5/9/2013 – – Yesterday, Judge Lester Nauhaus sentenced former Supreme Court Justice Joan Orie Melvin to 3 years house arrest to be followed by 2 years probation and a $55,000 fine. In addition, Judge Nauhaus required that the defendant apologize to former staff members and colleagues through a letter of apology to the entire judiciary accompanied by a photo of the former justice in handcuffs.
The sentence was controversial. I understood part of the controversy. Many people feel that she should have been sentenced to jail. What I find difficult to understand is the discomfort some people feel at the use of a sanction of shaming.

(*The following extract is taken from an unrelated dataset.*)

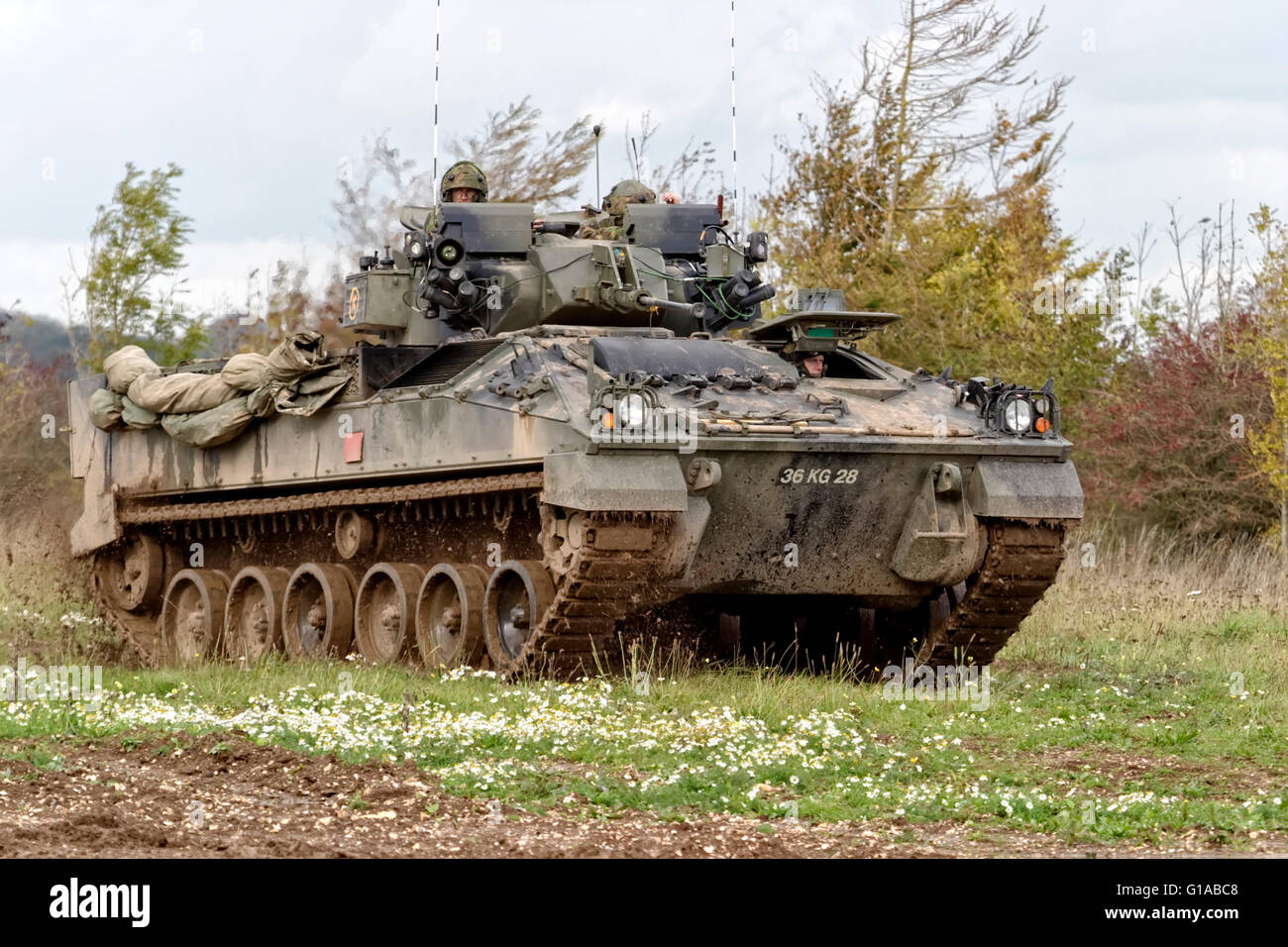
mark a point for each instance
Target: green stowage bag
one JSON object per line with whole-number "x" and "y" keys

In the story in today’s Post-Gazette by Paula Reed Ward, Stephen Garvey, an expert on such sanctions, noted that these sanctions can be objected to on moral grounds – – that you should not humiliate and demean people. Then there was a comment by Gershen Kaufman to the effect that shaming causes psychic harm and and humiliates the whole kinship clan. This sanction was designed just to humiliate her.

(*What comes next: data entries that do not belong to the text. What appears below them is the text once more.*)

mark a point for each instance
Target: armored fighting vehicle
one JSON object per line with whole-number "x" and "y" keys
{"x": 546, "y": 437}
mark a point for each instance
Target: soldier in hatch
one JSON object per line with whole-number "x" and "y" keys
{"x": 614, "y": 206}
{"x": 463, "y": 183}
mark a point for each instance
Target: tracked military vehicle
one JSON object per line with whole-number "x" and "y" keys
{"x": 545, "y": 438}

Well of course it was. That was the whole point. Are we now at the point where sophisticated opinion is uncomfortable at proclaiming moral superiority even over a felon? This appears to me to be an instance of secular relativism gone mad.
I grant that there are fifth amendment issues. Even someone convicted of a crime has the right to maintain her innocence. However, Justice Orie Melvin was perfectly willing to say she was sorry in court in hopes of a lighter sentence. Why is this apology any different?